●主日礼拝メッセージ(赤文字をクリックするとメッセージが聴けます。MP3ファイル)
ヨナ書3:1-10 「思い直される神」 齋藤牧師
【今週のみことば】
「神は、彼らが悪の道から立ち返るために努力していることをご覧になった。それで、神は彼らに下すと言っておられたわざわいを思い直し、そうされなかった。」(ヨナ書3:10)
【礼拝メッセージ要旨】
今日の箇所には、ヨナのことばを聞いて、ニネベの町の人々が悔い改めに導かれていくという出来事が描かれています。
1)主は再びヨナに使命を与えられた
主は再びヨナに使命を与え、ニネベへと遣わします。一度命令に背いたヨナにもう一度チャンスを与えて、用いようとされたのです。神様は、私たちのことも同じように用いてくださいます。私たちが弱くても不完全でも、神様は私たちを励まして、何度でも立たせ、チャンスを与えてくださいます。「これはあなたでなければならない」と言って、励ましてくださっていることがあるのではないでしょうか。神様がこの自分のことを必要としてくださっている、ということを覚えて、神様の召しに応えていきたいと思います。
2)ニネベに向かうヨナ
ヨナは主の命令に従って、1000キロ以上の道のりをニネベへと向かい、「もう40日すると、ニネベは滅ぼされる」と叫びました。これは神のさばきの宣告です。この時ヨナは、神はこの約束を確実に実行なさると確信し、期待していたと思われます。しかし、これは、神のさばきが実行されるまで40日間の猶予がある、ということでもありました。ここに神様のあわれみが表わされています。神様はニネベの人々がこのことばを聞いて悔い改めて、神に立ち返ってほしいと願っておられました。
3)悔い改めるニネベの人々
ニネベの人々はヨナのことばに素直に耳を傾けて、悔い改めの態度を示します。何と、王から身分の低い者に至るまで神を信じ、断食をし、荒布を着て徹底的に悔い改めたのです。信じられないような奇跡が起こりました。時の大国アッシリヤの王が、西方の小国からやってきたよく素性の分からない一人の男のことばに、真剣に耳を傾けたのです。そして、自分たちの間違いを認めて、神の前にへりくだって、悔い改めました。神様がヨナを通して働いてくださり、ニネベの人々の心が動かされていきました。しかし、それはヨナにとっては、想定外のことであったようです。

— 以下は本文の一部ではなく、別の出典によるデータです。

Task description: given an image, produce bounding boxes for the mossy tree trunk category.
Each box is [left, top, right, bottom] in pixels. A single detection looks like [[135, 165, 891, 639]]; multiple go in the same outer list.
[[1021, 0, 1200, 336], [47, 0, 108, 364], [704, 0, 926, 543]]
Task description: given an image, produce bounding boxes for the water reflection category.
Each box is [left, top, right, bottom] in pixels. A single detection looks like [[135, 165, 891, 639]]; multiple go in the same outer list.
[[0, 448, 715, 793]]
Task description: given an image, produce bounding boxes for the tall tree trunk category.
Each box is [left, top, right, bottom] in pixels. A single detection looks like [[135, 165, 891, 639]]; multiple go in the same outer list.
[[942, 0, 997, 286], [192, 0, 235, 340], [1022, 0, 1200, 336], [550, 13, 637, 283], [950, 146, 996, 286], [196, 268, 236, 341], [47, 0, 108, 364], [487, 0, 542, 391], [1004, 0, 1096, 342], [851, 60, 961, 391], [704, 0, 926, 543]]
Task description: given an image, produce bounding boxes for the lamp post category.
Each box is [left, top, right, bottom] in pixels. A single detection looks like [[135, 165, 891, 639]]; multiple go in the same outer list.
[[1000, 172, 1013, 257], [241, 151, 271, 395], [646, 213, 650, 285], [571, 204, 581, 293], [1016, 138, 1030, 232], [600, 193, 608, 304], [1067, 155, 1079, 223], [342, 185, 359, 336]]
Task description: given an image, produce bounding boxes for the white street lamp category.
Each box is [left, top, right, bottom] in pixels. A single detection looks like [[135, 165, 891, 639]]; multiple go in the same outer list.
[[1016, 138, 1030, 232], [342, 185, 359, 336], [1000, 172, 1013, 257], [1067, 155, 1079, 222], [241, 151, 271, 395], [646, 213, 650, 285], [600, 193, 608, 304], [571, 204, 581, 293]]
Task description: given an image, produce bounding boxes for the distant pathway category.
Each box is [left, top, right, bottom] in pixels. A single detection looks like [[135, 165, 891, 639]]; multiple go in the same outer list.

「悔い改める」とは、神様の方に心の向き変えることです。それまで自分中心に生きていた生き方を、神様中心に変えて、神に立ち返ることです。ニネベの人々は、ただ罪を悲しんで後悔したのでありません。間違った生き方を改めようと、懸命に努力しました。これが本当の悔い改めです。
4)思い直される神
「神は彼らに下すと言っておられたわざわいを思い直し、そうされなかった」ニネベの心からの悔い改めをご覧になって、神はわざわいを下すことを「思い直され」ました。神様が「思い直される」とは、人が悪から立ち返るならば(態度を変えるならば)、神も態度を変えられる、ということを示していると思います。なぜならば、神様は、「正しいお方」(正義の神)であると同時に、「愛とあわれみを示されるお方」(愛の神)であるからです。神様は罪を処罰されますが、人の弱さも知っておられます。そしてあわれんでくださいます。何度も神に背き続けたイスラエルの民は、何度もあわれみを受けて赦されました。そのように神様は正義と愛を示されるお方です。もし神様が正義だけを行なうとしたら、人間はあっという間に滅ぼされてしまっていたでしょう。しかし、アダムの時から人は生かされていて、今も歴史は続いています。「主は~ひとりでも滅びることを望まず、すべての人が悔い改めに進むことを望んでおられるのです」(Ⅱペテロ3:9) 神様は、すべての人が神に立ち返ることを、何よりも願っておられます。神様の「正義と愛」は、「イエス・キリストの十字架」に現わされました。正義を行なうために、神様は人の罪を神のひとり子イエス様に負わせました。そして、罪を悔い改めてイエス様を信じる人たちに救いの道が開かれたのです。ここに、神様の深い「愛とあわれみ」が示されています。
私たちも、「愛とあわれみ」を普段の生活の中で実践したいものです。「自分の正義」だけを振りかざしていることはないでしょうか。自分のことばや行ないに、「愛とあわれみ」があるか、いつも心に留めていたいと思います。
神様は、「思い直されるお方」であり、私たちをあわれんでくださるお方です。神様が「思い直される」お方だからこそ、私たちは救っていただいたのではないでしょうか。この大きな恵みを覚えて、心からの感謝をおささげしましょう。